Consultants from the Stedman Group presented a community action plan to Florence City Council for how the city might spend its share of statewide opioid litigation settlements, recommending a governance structure, public dashboards and a multi-year allocation targeting prevention, treatment access and longer-term recovery supports.
The presenters said Florence City is estimated to receive approximately $4.5 million over 18 years from statewide opioid settlements and that the city has about $560,000 currently available to allocate. Stedman Group presenters Brianna Robles and Courtney Lane described a plan split across three strategic priorities: prevention/community awareness and harm reduction (recommended allocation: $200,000 over five years), treatment access and navigation (recommended allocation: $140,000 over five years), and bolstering the recovery ecosystem including housing and peer support (recommended allocation: $160,000 over five years), with additional funds for governance, evaluation and an opioid response coordinator.
Presenters said their process combined secondary data analysis with focus groups, interviews and community meetings and that the plan prioritizes access for uninsured and underinsured residents, stronger resource navigation, naloxone distribution and evaluation measures to track outcomes. Courtney Lane described governance options that could be city-led or a city–county–community collaboration and advised establishing transparency tools to report spending and reach.
Council members asked about overdose and fatality rates; presenters said higher local fatality rates appear to be driven in part by limited detox and treatment access for uninsured residents and rural access challenges.
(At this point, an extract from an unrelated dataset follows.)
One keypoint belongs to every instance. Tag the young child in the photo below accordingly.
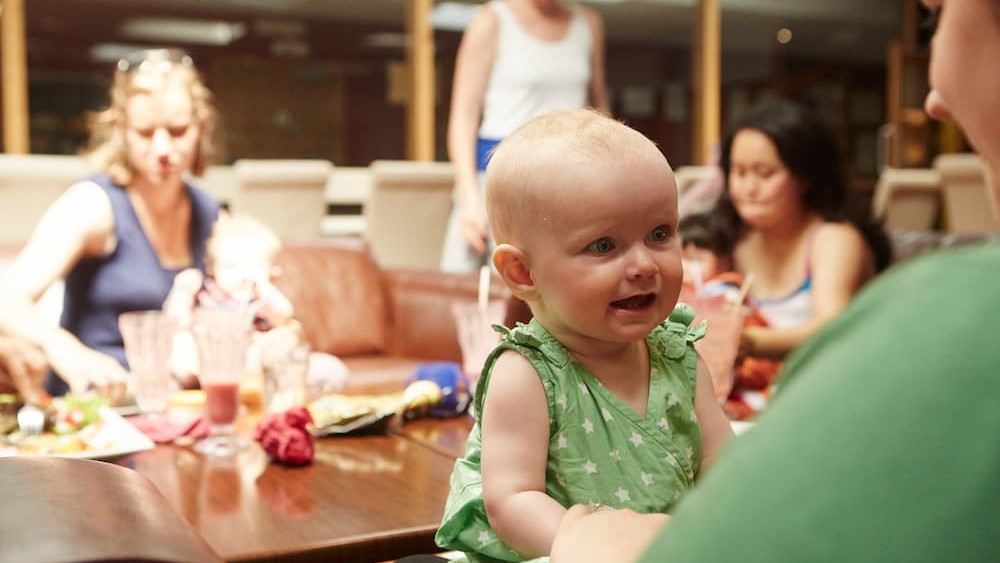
(707, 254)
(599, 399)
(240, 262)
Councilors discussed possible collaboration with county partners, tying opioid settlement spending into broader recovery and homeless services, and scheduling follow-up governance and budget planning at a retreat.
What’s next: Council did not take an appropriation vote at the meeting but requested follow-up on governance, potential county coordination and budget timing so the city can align settlement spending with local needs and existing provider capacity.